The best bet would be to buy directly from a beekeeper, but even then you may want to ask questions. Ask if they feed their bees over the winter, and then ask WHAT they feed them. The bees will take this food and put it in their hive... into the combs that then may get harvested and sold as honey. Most beekeepers make sure they stop feeding once the nector/honey flow starts and they put the honey supers on, but it never hurts to ask.
Just my opinion as an ameture beekeeper...
Catherine


----------



## steff bugielski (Nov 10, 2003)

From what I understand there is no such thing as "organic honey". Since the beekeeper does not know where the bees are feeding. Raw is what you want to look for.


----------



## alleyyooper (Apr 22, 2005)

Yes there is deceptive labeling going on with honey!!!
Best way to avoid the crap from China is to buy local, farmers markets are a good place to start. Even there you could possiable get crap too as one honey seller in our local farmers market does not own one honey bee. He buys the honey in bulk from a producer and then bottles it and uses his label.
Ask the seller for a tour of their operation, Ask if you could spend a day or so with them when they are harvesting. Most that take pride in their operation will allow you to go on a harvest run and watch as they extract and bottle the honey. In our case be prepaired to spend several days, our honey supers are pulled and can take several days, then the extraction is started which can also take several days, the honey is allowed to settle in the settleing tanks for several days before being strained into pails then bottled. 

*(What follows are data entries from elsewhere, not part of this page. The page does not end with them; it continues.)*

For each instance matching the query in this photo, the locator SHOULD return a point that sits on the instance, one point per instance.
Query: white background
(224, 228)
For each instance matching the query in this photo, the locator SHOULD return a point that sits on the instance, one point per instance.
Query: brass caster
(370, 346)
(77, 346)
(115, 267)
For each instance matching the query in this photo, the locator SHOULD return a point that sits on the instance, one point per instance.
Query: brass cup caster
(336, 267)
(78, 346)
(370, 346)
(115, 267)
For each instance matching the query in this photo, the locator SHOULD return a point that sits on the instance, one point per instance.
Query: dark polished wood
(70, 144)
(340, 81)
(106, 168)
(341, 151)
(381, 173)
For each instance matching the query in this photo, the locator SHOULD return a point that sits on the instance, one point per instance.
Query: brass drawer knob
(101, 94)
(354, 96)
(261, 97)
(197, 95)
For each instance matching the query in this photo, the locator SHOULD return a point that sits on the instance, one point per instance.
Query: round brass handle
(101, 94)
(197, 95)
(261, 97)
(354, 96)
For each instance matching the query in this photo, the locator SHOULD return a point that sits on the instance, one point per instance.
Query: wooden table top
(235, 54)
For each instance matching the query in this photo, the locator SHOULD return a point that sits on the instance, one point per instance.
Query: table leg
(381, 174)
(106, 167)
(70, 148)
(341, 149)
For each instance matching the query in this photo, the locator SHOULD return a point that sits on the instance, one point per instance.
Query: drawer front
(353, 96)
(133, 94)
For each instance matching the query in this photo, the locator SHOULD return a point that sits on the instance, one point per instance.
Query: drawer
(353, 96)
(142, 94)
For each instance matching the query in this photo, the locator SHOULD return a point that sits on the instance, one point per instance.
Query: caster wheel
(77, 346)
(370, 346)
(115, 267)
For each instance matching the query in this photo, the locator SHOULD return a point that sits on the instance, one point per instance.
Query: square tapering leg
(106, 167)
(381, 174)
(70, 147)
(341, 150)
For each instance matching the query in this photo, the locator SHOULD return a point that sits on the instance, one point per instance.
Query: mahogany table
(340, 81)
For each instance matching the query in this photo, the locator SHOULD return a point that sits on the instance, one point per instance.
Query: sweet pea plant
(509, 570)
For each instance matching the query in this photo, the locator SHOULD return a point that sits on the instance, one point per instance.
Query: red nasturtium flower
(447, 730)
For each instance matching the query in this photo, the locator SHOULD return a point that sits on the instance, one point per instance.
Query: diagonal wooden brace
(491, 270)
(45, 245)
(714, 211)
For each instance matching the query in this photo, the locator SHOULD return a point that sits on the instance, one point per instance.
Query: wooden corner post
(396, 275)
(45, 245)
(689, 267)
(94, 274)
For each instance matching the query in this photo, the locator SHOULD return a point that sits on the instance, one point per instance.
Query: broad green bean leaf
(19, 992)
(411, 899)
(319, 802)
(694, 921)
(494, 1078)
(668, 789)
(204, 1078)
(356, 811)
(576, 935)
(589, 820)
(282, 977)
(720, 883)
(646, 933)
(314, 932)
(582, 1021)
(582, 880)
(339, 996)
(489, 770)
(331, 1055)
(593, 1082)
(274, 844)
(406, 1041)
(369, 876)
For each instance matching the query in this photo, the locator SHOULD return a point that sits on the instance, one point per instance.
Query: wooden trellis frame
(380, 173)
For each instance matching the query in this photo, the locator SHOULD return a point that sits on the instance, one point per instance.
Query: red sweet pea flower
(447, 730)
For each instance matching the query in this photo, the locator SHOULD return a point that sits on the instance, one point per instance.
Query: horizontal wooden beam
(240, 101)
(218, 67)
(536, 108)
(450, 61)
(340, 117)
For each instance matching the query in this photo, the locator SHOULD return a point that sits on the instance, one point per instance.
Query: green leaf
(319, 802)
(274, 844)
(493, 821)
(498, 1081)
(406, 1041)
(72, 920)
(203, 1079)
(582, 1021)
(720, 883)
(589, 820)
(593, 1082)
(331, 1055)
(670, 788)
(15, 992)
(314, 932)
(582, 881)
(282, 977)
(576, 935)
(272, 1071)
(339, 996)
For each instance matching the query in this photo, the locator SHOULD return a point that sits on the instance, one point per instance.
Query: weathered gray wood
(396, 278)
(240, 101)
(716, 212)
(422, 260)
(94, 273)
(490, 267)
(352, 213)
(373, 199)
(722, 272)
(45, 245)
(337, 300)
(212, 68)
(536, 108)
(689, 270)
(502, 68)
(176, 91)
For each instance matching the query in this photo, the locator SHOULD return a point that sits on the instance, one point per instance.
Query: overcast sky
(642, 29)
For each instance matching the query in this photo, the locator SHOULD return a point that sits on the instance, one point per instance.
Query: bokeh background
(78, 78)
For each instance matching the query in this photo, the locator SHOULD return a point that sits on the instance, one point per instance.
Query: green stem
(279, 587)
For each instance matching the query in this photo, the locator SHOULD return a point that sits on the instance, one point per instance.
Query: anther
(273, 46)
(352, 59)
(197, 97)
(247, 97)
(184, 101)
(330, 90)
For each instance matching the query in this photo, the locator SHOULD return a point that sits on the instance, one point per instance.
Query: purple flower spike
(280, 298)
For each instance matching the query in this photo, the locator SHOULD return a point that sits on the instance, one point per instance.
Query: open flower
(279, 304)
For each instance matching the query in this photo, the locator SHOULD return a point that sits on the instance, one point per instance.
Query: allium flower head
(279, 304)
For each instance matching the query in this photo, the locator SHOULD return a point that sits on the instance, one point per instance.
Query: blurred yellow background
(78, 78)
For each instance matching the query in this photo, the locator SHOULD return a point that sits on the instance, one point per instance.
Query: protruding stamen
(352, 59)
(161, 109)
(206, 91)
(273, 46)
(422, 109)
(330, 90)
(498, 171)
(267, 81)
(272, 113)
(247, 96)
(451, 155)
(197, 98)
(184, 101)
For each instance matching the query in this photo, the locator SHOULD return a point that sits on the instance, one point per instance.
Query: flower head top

There are some bee keepers out there that are so lazy and dumb you still don't know what you are getting unless you see the operation. A few years ago I got a call from one such person wanting to know if I wanted to buy his bees. He had 4 colonies, On inspection (August time frame) honey supers were on. I found apastain strips in the honey supers as well as the berood boxes. I asked him about the strips and he said it was to kill the mites. I asked if he had read the label on how to use the strips and he said no that he had been told to put two strips in a box with ten frames.

YUK honey for sure.

I would say 99% of the local bee keepers from any given area are OK.

 Al


----------



## Haven (Aug 16, 2010)

Thanks for the info. I will be hitting some state fairs and hope to buy some there.

I wondered about the re-labelling because there is a huge amish tourist trap here that sell maple syrup and honey with local labels. I always wonder how such a big commercial operation that sells so much can have a never ending supply of "local."


----------



## indypartridge (Oct 26, 2004)

Haven said:


> Thanks for the info. I will be hitting some state fairs and hope to buy some there.


You could also contact a local bee club. I'm sure they would be more than happy to connect you with a nearby beekeeper who sells local honey.
http://www.ohiostatebeekeepers.org/Regional & County Clubs/countyclubs.html



> I wondered about the re-labelling because there is a huge amish tourist trap here that sell maple syrup and honey with local labels. I always wonder how such a big commercial operation that sells so much can have a never ending supply of "local."


While I don't know the details what's being sold in your area (I grew up in Holmes Co, Ohio, btw), here in Indiana I know an amish beekeeper in our State association who sells several tons of local honey a year from his amish market. He buys honey from all the local beekeepers. They sell to him at a slightly better price than they could wholesale their honey, and he retails it at a nice mark-up at his store, which is a popular tourist destination.


----------



## alleyyooper (Apr 22, 2005)

You can alwas use the honey locator on the *national honey board web site *to find local honey too.

 Al


----------



## Wisconsin Ann (Feb 27, 2007)

There are some states that have VERY strict labeling laws. If a seller is caught with adulterated honey in those states (I think Georgia is one) he can kiss his license t sell goodbye. 

I agree about buying local tho, if at all possible. Farmer's markets, finding a local apiary, talking to the bee club people. But..BE CAREFUL when talking to the bee people. You'll end up with hives of your own


----------